Description
Creator
Francis Towne (1739 - 1816)
Title(s)
  • Church of St Petroc, Egloshayle, near Wadebridge, Cornwall
Date
ca. 1766 - 1775
Medium
Oil on canvas
Dimensions
  • overall height 1010mm,
  • overall width 1870mm
Object Type
Oil painting

Catalogue Number
FT060
Description Sources
Examination

Provenance

Presumed commissioned by Sir John Molesworth, 5th Bt (1729–75), and descended to the current owner.

Associated People & Organisations

Private Collection
[?] Sir John Molesworth (1730 - 1775), Bodmin, Cornwall

Comment

The attribution of this painting and its companion (FT060a) to Francis Towne was first suggested by Sotheby’s in 2010 following a visit to Pencarrow. The paucity of oil paintings by Towne—from across his career but especially in the early 1770s—makes comparisons difficult and it is inevitable that aspects of these paintings are unfamiliar, especially FT060a. However, there are enough reliable indications of Towne’s hand to consider them to be his work.

The overall sense is that Towne has made a drawing and is filling it in with colour, zone by zone, carefully. Where these zones meet, it is possible even to see narrow strips where the canvas shows through and the dark underdrawing can be seen. This is something common to most of his oil paintings, and especially the drawing of the bridge here can be compared with the 1785 painting, Walton Bridge (FT421). This technique leaves some boundaries defined in a way that looks excessively sharp, such as between land and water. It is more effective in hills and hedges, where the boundary line itself—such as a hedge—forms part of the viewed scene. The fields here are comparable with those in Towne’s large painting of Holnicote (FT449).

The figure in the blue top and red trousers is in the same colours that Towne used widely for such figures, such as the woman in the left foreground of the 1777 Powderham painting (FT065); his proportions follow those in Towne’s works, with legs slightly too short, such as the figure accompanying the horse in the 1773 oil painting of Exeter (FT019), and the figure at the right side of the group in the 1780 painting of Haldon (FT154).

The small path winding its way between the trees in the left mid-ground, with the little figure walking up, is just like those in some of Towne’s mid-1770s drawings made in Wales and in both versions of the Snowdon oil painting (FT141, FT142), where a path is indicated by a Z-shaped stroke of the brush just to the left of the horseman.

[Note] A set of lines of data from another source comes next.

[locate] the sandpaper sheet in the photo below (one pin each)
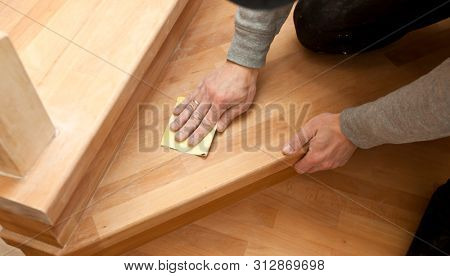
(201, 149)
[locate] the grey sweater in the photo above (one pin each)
(418, 111)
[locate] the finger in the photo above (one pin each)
(180, 107)
(299, 140)
(184, 116)
(305, 164)
(207, 124)
(229, 115)
(194, 121)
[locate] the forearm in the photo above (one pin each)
(419, 111)
(254, 32)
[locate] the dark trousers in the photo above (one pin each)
(350, 26)
(433, 234)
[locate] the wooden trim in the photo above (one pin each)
(25, 127)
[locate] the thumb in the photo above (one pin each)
(299, 140)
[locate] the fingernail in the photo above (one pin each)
(287, 149)
(191, 141)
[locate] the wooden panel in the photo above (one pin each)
(85, 72)
(25, 128)
(147, 186)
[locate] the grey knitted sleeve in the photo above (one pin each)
(254, 32)
(418, 111)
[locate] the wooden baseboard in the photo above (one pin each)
(51, 239)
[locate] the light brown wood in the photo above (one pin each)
(86, 58)
(144, 189)
(147, 193)
(25, 128)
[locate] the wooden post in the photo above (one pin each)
(25, 127)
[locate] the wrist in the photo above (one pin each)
(241, 68)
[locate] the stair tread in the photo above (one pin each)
(81, 65)
(147, 185)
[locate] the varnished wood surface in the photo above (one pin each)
(143, 189)
(25, 128)
(301, 215)
(85, 59)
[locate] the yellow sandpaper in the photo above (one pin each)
(201, 149)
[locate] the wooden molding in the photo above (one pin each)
(25, 127)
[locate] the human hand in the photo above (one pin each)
(222, 96)
(328, 148)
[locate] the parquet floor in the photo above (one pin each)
(371, 206)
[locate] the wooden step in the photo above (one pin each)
(85, 59)
(148, 191)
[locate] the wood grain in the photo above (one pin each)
(147, 186)
(25, 128)
(86, 59)
(362, 208)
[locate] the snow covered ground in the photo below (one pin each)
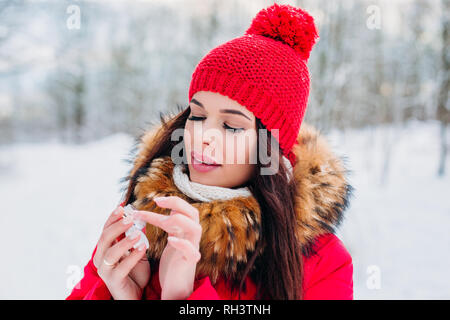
(56, 198)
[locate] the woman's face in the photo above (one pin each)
(220, 130)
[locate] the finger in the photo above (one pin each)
(118, 250)
(126, 265)
(179, 205)
(112, 232)
(190, 253)
(153, 218)
(114, 216)
(176, 224)
(181, 226)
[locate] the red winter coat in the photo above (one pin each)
(327, 275)
(321, 200)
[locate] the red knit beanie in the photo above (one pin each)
(265, 70)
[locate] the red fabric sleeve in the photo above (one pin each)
(91, 286)
(330, 277)
(203, 290)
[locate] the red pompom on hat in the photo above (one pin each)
(265, 70)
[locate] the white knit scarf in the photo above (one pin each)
(206, 193)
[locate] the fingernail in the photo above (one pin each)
(159, 199)
(127, 220)
(134, 235)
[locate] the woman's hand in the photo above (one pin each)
(129, 271)
(179, 259)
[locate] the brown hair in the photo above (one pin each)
(278, 272)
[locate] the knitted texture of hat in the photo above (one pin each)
(265, 70)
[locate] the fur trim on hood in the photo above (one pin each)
(231, 228)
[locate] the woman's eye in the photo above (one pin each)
(234, 130)
(194, 118)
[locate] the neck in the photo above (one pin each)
(202, 192)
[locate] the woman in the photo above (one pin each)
(240, 203)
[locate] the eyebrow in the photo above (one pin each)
(233, 111)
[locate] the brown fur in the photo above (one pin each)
(231, 228)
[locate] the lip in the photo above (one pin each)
(203, 158)
(201, 167)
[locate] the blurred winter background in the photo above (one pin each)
(79, 79)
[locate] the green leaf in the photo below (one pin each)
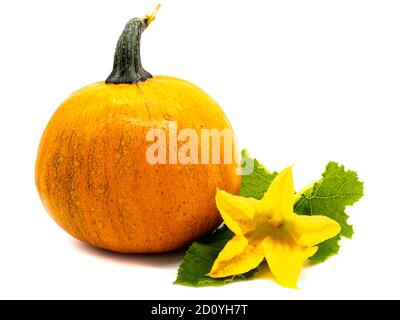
(330, 196)
(201, 256)
(257, 182)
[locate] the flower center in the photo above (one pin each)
(274, 223)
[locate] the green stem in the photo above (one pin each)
(127, 63)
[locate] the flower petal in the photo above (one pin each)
(279, 198)
(285, 259)
(237, 212)
(237, 257)
(311, 230)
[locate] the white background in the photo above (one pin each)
(303, 82)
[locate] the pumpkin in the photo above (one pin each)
(92, 173)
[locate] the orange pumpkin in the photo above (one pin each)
(92, 173)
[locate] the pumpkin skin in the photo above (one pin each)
(94, 180)
(92, 173)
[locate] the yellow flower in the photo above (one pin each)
(268, 228)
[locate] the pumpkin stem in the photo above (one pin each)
(127, 63)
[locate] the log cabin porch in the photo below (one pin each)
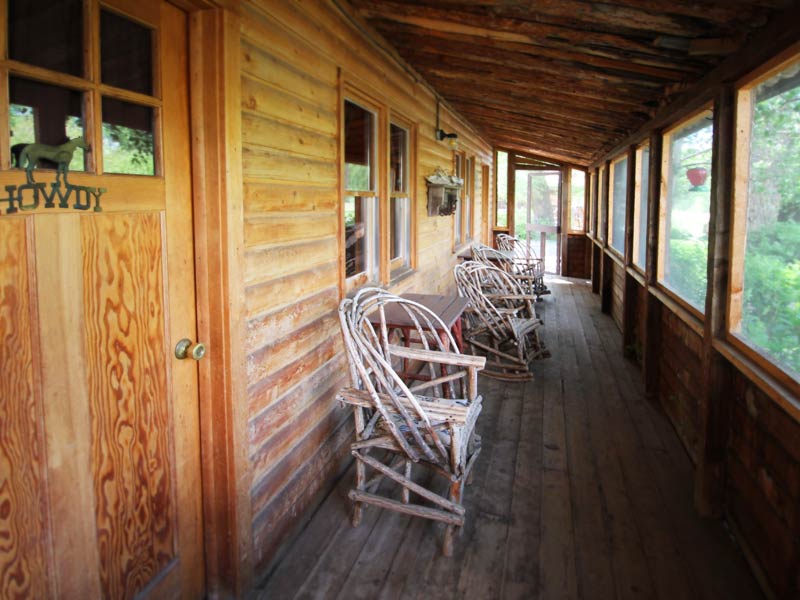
(170, 352)
(583, 491)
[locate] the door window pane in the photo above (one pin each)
(126, 53)
(502, 190)
(44, 114)
(127, 138)
(687, 209)
(577, 194)
(619, 194)
(770, 311)
(536, 210)
(47, 34)
(399, 210)
(361, 235)
(459, 169)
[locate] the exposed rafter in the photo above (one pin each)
(564, 78)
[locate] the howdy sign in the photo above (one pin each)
(29, 196)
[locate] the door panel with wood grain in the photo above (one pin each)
(100, 491)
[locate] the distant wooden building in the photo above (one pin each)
(250, 163)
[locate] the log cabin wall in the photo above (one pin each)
(762, 491)
(617, 289)
(294, 58)
(739, 424)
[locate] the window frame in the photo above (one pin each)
(374, 227)
(743, 107)
(459, 170)
(602, 194)
(498, 177)
(612, 203)
(663, 205)
(591, 226)
(586, 180)
(641, 198)
(400, 266)
(92, 89)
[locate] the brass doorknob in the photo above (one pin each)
(186, 348)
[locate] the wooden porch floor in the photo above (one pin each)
(582, 491)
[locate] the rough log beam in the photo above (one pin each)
(546, 111)
(678, 17)
(500, 28)
(405, 37)
(481, 56)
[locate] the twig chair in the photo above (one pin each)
(502, 325)
(429, 421)
(525, 261)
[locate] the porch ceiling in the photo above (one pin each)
(566, 79)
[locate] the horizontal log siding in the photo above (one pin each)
(290, 55)
(763, 485)
(680, 377)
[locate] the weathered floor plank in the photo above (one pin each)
(582, 490)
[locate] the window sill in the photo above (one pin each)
(636, 273)
(677, 306)
(401, 275)
(756, 373)
(615, 256)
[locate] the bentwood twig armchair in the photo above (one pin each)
(524, 260)
(430, 422)
(503, 325)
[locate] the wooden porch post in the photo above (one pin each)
(216, 155)
(652, 317)
(714, 407)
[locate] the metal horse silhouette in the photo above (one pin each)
(61, 155)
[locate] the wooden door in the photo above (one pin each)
(100, 491)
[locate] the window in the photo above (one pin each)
(458, 217)
(685, 208)
(593, 204)
(361, 209)
(640, 196)
(617, 204)
(602, 204)
(765, 261)
(400, 200)
(43, 110)
(501, 214)
(469, 199)
(577, 200)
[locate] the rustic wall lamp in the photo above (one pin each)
(441, 134)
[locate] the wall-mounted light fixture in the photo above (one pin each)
(441, 134)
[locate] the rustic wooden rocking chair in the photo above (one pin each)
(502, 323)
(395, 424)
(525, 261)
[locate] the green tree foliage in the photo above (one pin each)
(771, 304)
(127, 150)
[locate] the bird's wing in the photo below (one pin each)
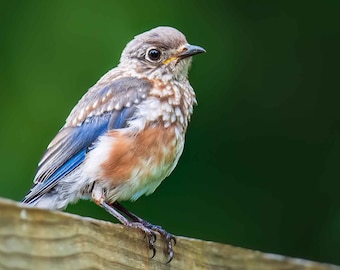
(101, 109)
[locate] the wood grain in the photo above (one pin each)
(33, 238)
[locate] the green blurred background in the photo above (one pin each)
(261, 164)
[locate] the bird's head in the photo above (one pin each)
(161, 52)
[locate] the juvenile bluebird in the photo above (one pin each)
(126, 133)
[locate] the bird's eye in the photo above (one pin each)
(154, 54)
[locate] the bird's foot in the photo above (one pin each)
(136, 222)
(168, 237)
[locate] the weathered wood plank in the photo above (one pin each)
(32, 238)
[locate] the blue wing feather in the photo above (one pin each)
(69, 148)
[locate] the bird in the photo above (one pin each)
(125, 135)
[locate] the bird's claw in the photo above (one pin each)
(150, 232)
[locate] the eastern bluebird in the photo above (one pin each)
(126, 133)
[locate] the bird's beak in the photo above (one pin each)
(190, 50)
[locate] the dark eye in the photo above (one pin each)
(154, 54)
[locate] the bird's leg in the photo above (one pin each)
(133, 224)
(169, 238)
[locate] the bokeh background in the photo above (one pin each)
(261, 164)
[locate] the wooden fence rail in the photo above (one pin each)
(33, 238)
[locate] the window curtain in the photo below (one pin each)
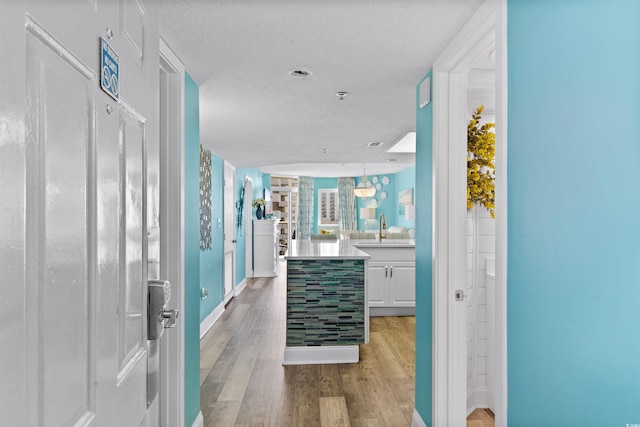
(304, 220)
(348, 220)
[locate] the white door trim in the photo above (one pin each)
(484, 31)
(172, 220)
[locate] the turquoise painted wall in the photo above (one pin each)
(212, 261)
(423, 200)
(191, 317)
(573, 237)
(260, 180)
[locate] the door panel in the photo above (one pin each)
(58, 271)
(76, 204)
(131, 313)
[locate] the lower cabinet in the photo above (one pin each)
(391, 281)
(392, 284)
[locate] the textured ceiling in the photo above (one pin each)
(253, 114)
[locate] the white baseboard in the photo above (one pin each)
(321, 355)
(208, 322)
(476, 398)
(417, 421)
(240, 286)
(199, 421)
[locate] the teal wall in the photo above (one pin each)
(260, 181)
(191, 317)
(423, 200)
(211, 261)
(573, 236)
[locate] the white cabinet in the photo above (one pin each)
(285, 201)
(391, 281)
(265, 247)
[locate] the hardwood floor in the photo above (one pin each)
(244, 384)
(481, 418)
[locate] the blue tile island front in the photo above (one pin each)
(327, 310)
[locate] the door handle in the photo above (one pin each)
(159, 317)
(169, 318)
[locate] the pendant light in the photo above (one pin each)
(365, 188)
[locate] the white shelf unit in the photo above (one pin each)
(284, 196)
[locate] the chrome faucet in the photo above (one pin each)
(382, 230)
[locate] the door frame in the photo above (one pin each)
(248, 224)
(485, 30)
(234, 291)
(171, 394)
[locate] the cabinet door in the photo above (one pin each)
(402, 284)
(377, 284)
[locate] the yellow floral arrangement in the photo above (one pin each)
(481, 151)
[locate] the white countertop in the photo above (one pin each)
(385, 243)
(332, 249)
(342, 249)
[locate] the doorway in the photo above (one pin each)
(172, 231)
(229, 290)
(484, 32)
(248, 224)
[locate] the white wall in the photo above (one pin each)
(480, 246)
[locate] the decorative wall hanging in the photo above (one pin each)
(481, 151)
(240, 205)
(205, 199)
(405, 197)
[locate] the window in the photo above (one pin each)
(328, 208)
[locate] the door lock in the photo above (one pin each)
(158, 315)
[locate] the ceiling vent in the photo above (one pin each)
(300, 73)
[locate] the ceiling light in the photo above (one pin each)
(364, 189)
(300, 73)
(407, 144)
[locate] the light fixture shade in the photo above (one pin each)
(410, 212)
(367, 213)
(364, 189)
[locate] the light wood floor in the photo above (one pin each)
(243, 382)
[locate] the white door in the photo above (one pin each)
(229, 232)
(75, 211)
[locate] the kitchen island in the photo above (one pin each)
(327, 310)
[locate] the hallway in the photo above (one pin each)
(243, 382)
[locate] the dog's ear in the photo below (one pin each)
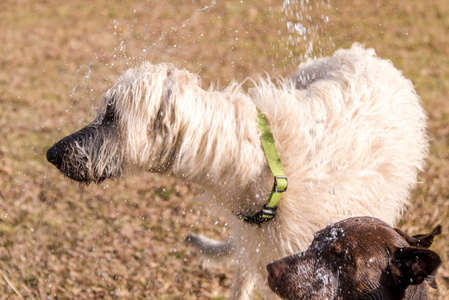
(416, 265)
(421, 240)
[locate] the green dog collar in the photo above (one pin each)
(280, 180)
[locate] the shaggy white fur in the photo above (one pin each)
(349, 129)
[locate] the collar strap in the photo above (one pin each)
(280, 180)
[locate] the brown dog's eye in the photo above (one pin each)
(337, 249)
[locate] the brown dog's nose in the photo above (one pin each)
(276, 269)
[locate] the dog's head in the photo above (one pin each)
(134, 128)
(357, 258)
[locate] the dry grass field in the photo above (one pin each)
(125, 239)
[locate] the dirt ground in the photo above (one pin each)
(125, 239)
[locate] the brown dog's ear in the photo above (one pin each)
(416, 265)
(421, 240)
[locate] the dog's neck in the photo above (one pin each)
(219, 147)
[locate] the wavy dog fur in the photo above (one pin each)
(349, 129)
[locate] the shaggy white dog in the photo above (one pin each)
(349, 129)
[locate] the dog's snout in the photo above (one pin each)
(276, 269)
(54, 155)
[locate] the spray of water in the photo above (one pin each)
(306, 22)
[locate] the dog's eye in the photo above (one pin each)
(109, 116)
(337, 249)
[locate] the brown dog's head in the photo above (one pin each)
(357, 258)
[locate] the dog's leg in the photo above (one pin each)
(210, 247)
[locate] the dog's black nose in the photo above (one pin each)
(54, 156)
(276, 269)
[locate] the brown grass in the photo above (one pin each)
(125, 239)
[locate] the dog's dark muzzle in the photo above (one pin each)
(67, 157)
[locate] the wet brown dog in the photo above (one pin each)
(358, 258)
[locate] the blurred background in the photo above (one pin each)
(125, 239)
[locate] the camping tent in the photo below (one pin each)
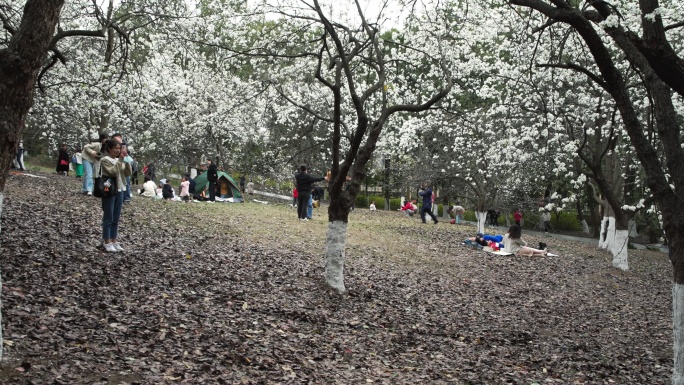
(227, 186)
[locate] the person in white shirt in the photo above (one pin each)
(149, 188)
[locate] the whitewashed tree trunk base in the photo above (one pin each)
(585, 227)
(678, 333)
(620, 250)
(335, 255)
(602, 232)
(481, 218)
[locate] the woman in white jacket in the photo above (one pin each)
(91, 156)
(115, 170)
(149, 188)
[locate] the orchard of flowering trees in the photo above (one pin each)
(557, 105)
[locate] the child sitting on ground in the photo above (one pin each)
(185, 190)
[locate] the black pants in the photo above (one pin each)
(302, 202)
(429, 211)
(212, 191)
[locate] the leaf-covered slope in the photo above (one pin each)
(232, 293)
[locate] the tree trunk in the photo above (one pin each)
(585, 226)
(481, 218)
(633, 233)
(678, 331)
(335, 255)
(2, 342)
(619, 249)
(603, 233)
(19, 66)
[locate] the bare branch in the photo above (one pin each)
(577, 68)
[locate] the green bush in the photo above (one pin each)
(362, 202)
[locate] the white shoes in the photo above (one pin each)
(112, 247)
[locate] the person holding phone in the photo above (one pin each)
(116, 170)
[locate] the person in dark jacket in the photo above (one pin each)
(426, 193)
(63, 161)
(212, 177)
(304, 185)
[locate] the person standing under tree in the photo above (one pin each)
(546, 217)
(77, 160)
(212, 177)
(426, 193)
(113, 167)
(304, 186)
(20, 157)
(91, 157)
(63, 161)
(517, 217)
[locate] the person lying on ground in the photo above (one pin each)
(515, 244)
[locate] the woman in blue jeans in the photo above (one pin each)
(115, 169)
(91, 155)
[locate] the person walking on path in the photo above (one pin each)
(185, 190)
(517, 217)
(63, 161)
(458, 214)
(546, 217)
(77, 160)
(304, 186)
(113, 167)
(426, 193)
(91, 155)
(212, 177)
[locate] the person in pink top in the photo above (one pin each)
(185, 190)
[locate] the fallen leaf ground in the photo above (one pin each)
(232, 294)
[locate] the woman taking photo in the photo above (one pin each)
(514, 243)
(114, 168)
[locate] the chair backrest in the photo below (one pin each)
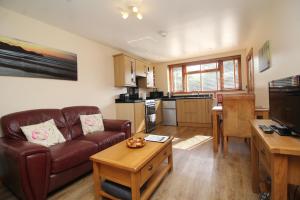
(238, 111)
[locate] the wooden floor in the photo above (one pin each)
(198, 172)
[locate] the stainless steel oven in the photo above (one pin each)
(150, 115)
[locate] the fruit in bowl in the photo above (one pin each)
(135, 142)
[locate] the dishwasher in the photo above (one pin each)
(169, 112)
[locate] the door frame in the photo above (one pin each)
(250, 70)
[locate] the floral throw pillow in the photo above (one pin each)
(91, 123)
(45, 133)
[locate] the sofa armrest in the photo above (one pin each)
(118, 125)
(25, 168)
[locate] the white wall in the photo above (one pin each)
(281, 25)
(162, 76)
(95, 85)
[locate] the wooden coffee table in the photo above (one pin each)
(133, 167)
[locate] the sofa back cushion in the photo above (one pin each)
(11, 124)
(72, 116)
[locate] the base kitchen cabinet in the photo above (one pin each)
(194, 112)
(158, 111)
(135, 112)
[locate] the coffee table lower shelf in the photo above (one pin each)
(152, 184)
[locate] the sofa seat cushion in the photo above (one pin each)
(69, 154)
(104, 139)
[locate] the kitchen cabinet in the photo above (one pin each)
(135, 112)
(158, 111)
(124, 70)
(148, 82)
(194, 112)
(141, 69)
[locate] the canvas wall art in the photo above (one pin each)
(26, 59)
(264, 57)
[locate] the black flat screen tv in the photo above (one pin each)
(284, 98)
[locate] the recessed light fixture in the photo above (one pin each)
(131, 10)
(163, 33)
(139, 16)
(135, 9)
(124, 14)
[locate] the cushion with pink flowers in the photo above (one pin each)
(91, 123)
(45, 133)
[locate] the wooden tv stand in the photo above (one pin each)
(280, 155)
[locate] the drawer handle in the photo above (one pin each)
(150, 167)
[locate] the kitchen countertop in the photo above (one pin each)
(165, 98)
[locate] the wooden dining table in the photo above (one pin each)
(260, 113)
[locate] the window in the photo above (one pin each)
(206, 76)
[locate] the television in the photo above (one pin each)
(284, 98)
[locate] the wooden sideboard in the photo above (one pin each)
(279, 155)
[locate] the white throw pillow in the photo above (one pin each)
(91, 123)
(45, 133)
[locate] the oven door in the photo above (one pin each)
(150, 122)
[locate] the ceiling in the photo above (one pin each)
(193, 27)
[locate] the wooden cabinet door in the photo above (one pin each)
(125, 111)
(139, 117)
(150, 77)
(158, 111)
(129, 71)
(140, 68)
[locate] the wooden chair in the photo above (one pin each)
(238, 111)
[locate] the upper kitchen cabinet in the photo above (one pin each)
(148, 82)
(125, 68)
(141, 68)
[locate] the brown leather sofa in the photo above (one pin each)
(32, 171)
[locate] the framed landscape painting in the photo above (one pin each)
(26, 59)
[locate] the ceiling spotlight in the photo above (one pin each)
(135, 9)
(139, 16)
(163, 33)
(124, 14)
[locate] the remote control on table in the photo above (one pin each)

The silhouetting of trees at the top of the hill is a common characteristic of Towne’s work and, most obviously in this context, the 1780 painting made for Thomas Taylor of Denbury (FT156). Both that painting and this one show well Towne’s habit of painting the upper branches of trees as a series of curly flicks of the brush. The reddish highlights on the ground and the tree trunks in the left foreground of the Pencarrow painting are typical of Towne’s commissioned work, to indicate light hitting the trees. For example, Towne used the device in the left foreground of his Haldon oil (FT154), in one of his 1780 Ugbrooke oils (FT156), and in a studio watercolour of Lake Lugano dated 1787 (FT536).

The placement of the sailing boat in the central mid-ground of the pictorial space is consistent with Towne’s habit of drawing the eye to an object or detail in that area, such as the bridge in the view near Dolgelly in 1777 (FT077).

What is unfamiliar is chiefly the absence of detailing of leaves. In all of his other known work in oil paint, Towne would build up a tree by making small marks that indicate individual leaves. Here, though, the trees are bushier, with one broad brush stroke indicating the foliage of an entire branch. However, we do see something like this in the mid-ground of his 1773 Exeter view (FT019), in the trees on the far bank of the river, and immediately below the cityscape.

The dating of these two Pencarrow pictures must remain imprecise. Sir John Molesworth, 5th Bt, remodelled Pencarrow between his succession in 1766 and death in 1775, and that great project, generating much new wall space to be decorated, represents the most likely cause for a commission like this. Doubtless Molesworth was glad to have a painter with London credentials available for work locally, and he would have passed through Exeter frequently on his way to and from the capital. The church at Egloshayle was the site of Molesworth’s mother’s tomb, and where he himself was to be buried.